On Monday after the election, November 14, I am running a seminar on the lessons learned from the U.S. presidential campaign. It will take place in Zurich and be conducted in German. You can find more information and/or sign up on my website: www.perroncampaigns.com/seminar

Early Voting Is Changing the Timing of Election Campaigns

Early and absentee voting has started in several states - and it changes the timinig of the campaigns. By Election Day, November 8, about a third of the electorate will have already voted. As a result, so-called GOTV efforts (get out the vote) will become the main focus of the campaigns soon after tonight's debate (and already are for the case of Clinton). The purpose is to identify, mobilize, and turn out the supporters of each candidate (by the way, this would be a great tool for smaller parties in European multi-party systems). Ever since George W. Bush’s re-election in 2004, Democrats have held the advantage with respect to turning out the base. Clinton, never sure as to what other Wikileaks revelations might surface out there, is trying to secure and bring home as much of her current lead as possible.

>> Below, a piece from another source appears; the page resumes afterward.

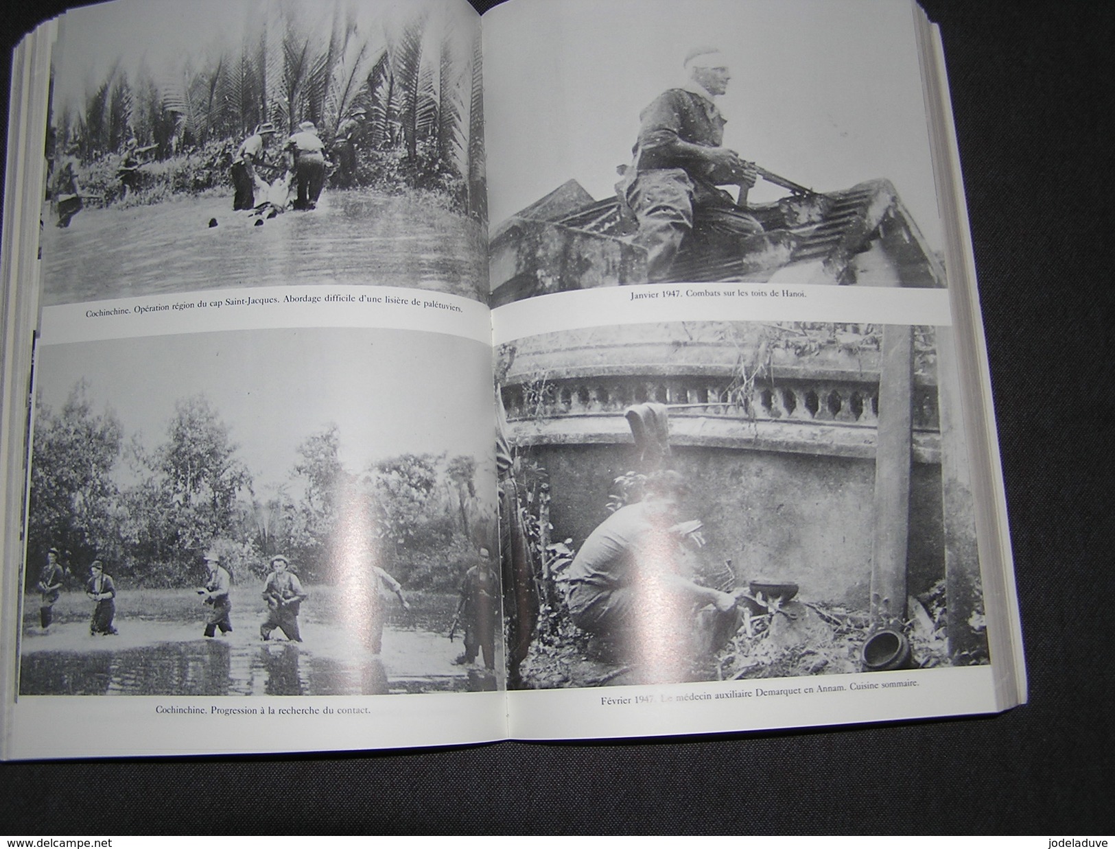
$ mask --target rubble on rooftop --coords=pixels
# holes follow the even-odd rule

Crisis Communication: Lesson 5

Last week end, The Washington Post published a video where Donald Trump made lewd remarks about women. His apology and performance during the second debate have probably helped him stop the Republican defections. As a result, he will stay in the race. This being said, the incident is a good opportunity to continue our series on crisis communication. As a general rule, once a crisis breaks (point of no return) the goal is to get over it as soon as possible. Most of the time (and with respect to communication, not legally speaking) it is best to admit mistakes and accept responsibility. The faster you do this, and the more full-heartedly, the more people are willing to forgive. It’s wrong to blame others. One has to promise concrete action in order to put the crisis to a rest. Once the crisis is dealt with and over, it is possible to come out of it stronger, but things will never be the same like before the crisis.